On y apprend mille choses, notamment que le déclin de l'agriculture remonte aux deux guerres mondiales (pour vous la faire courte, les soldats morts au front lors des deux conflits étaient en majorité des paysans, et les recherches menées pour les gaz de combat ont abouti aux insecticides et aux engrais que nous connaissons aujourd'hui), et que le sauvetage de notre monde passe par… les femmes. Oui, les femmes.
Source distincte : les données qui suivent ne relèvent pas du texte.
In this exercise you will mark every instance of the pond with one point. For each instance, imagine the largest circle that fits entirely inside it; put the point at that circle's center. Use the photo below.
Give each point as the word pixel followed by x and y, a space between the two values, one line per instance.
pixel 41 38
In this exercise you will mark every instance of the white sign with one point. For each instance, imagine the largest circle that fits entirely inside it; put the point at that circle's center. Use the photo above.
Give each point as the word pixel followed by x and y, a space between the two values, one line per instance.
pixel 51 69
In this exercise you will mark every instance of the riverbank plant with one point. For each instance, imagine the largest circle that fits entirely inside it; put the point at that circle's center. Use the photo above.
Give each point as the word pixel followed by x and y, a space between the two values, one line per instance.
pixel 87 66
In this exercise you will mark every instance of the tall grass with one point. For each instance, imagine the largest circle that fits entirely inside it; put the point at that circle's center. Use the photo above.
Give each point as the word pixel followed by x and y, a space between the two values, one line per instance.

Vous découvrirez pourquoi, mais sachez que le propos est très judicieux.

C'est l'histoire d'un tour du monde au ras de la terre, cette terre nourricière dont on s'est écarté et pourtant oh combien importante pour nourrir la planète ! Cette terre mise à mal par les semenciers, amaigrie, lessivée, dévitalisée... Et c'est l'histoire de ces hommes qui ont perdu le contact de la terre, en même temps qu'ils ont perdu leur bon sens.
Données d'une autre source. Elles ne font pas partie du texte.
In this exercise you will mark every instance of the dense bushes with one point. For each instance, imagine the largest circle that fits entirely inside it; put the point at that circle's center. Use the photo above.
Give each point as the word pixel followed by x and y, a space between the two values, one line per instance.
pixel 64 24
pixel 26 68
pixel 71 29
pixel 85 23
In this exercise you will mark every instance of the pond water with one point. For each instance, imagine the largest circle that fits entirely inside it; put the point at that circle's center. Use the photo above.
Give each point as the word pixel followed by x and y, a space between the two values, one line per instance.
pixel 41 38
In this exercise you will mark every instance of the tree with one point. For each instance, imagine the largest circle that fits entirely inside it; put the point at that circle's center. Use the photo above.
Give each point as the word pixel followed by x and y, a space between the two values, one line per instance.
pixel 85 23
C'est aussi de l'espoir ! La force d'un constat identique et partagé à des milliers de kilomètres par ces êtres humains qui, sans se connaître ni se concerter, disent tous la même chose. Et la force du témoignage sur des expérimentations de cultures naturelles qui réussissent partout dans le monde, qu'il nous faut découvrir et développer, parce qu'elles redonnent ses valeurs inestimables à la terre, et rendent aux peuples leur autonomie alimentaire.